Kreis Viersen: Krankenhäuser gegen Stromausfälle gerüstet

Kreis Viersen : Krankenhäuser gegen Stromausfälle gerüstet

Sollte der Strom einmal länger ausfallen, können sich die Krankenhäuser im Kreis mit Notstromaggregaten selbst versorgen.

Ein Stromausfall ist für die meisten Betroffenen ärgerlich, andere wiederum finden die düstere Stimmung romantisch. Für Patienten im Krankenhaus ist ein Kollaps der Stromversorgung aber vor allem eins: gefährlich. So sind beispielsweise Patienten an Beatmungsgeräten zum Überleben auf eine konstante Stromversorgung angewiesen. Die Viersener Krankenhäuser verfügen deswegen über Sicherheitssysteme, die die Krankenhäuser im Notfall mit Strom versorgen.

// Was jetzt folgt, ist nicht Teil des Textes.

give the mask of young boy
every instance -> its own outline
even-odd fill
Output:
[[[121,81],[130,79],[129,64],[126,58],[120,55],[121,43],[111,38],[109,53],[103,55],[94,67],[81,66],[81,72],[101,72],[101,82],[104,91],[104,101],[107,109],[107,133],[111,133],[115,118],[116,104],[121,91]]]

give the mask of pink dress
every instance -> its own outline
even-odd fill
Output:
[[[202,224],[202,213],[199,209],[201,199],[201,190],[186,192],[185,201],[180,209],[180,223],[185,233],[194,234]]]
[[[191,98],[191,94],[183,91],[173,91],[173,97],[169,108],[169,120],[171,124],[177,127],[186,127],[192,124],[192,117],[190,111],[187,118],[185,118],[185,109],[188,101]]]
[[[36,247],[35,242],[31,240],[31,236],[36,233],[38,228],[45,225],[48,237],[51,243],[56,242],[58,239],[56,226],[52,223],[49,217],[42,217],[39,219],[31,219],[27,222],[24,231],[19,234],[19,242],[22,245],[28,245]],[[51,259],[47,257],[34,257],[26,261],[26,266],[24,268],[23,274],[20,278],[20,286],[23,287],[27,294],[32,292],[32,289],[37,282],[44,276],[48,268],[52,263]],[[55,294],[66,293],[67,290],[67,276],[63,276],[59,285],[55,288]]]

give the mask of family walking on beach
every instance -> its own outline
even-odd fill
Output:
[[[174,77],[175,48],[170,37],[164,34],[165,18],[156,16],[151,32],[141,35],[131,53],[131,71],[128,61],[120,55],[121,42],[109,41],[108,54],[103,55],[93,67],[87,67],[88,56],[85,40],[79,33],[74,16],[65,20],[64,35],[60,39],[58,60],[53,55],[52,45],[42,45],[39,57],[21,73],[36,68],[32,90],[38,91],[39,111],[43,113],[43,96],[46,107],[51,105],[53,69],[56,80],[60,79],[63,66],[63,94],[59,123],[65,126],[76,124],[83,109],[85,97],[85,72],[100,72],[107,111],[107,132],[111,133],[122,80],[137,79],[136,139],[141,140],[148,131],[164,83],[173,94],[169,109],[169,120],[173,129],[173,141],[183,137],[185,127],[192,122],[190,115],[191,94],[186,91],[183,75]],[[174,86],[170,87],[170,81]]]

Das Notstromaggregat des St.-Irmgardis-Krankenhauses rettete vor einigen Tagen vielleicht Leben. Ein Kurzschluss in einer Stromleitung unter der Erde sorgte dafür, dass in Teilen Süchtelns der Strom ausfiel. Nur im Irmgardis-Krankenhaus, das mitten im betroffenen Gebiet lag, brannte dank des Notstromaggregats noch Licht. "Im Minimum können wir unsere Stromversorgung für 24 Stunden ohne Einschränkung aufrechterhalten", teilt eine Sprecherin des Krankenhauses mit.

Fällt der Strom aus, versorgt ein Dieselmotor das Krankenhaus mit Elektrizität. Der Motor hat eine Leistung von 320 Kilovoltampere (kVA) und schaltet sich im Notfall automatisch ein. Gleichzeitig wird in der Zentrale des Krankenhauses Alarm geschlagen, Klinikleitung und Bereitschaftsdienst werden per Notruf alarmiert.

Die Notfallsysteme der anderen Krankenhäuser funktionieren nahezu identisch, so auch das des Allgemeinen Krankenhauses (AKH). "Unsere Notstromversorgung gewährleistet, dass Intensivstation und andere kritische Bereiche ohne zeitlichen Verlust weiterversorgt werden", sagt AKH-Geschäftsführer Kim-Holger Kreft. Das AKH besitzt drei Notaggregate. An den drei Standorten des Krankenhauses steht jeweils eines davon. Die Aggregate sind allesamt mit einem Strommesser verbunden. Sinkt die Spannung im Netz, gehen die Generatoren automatisch in Betrieb.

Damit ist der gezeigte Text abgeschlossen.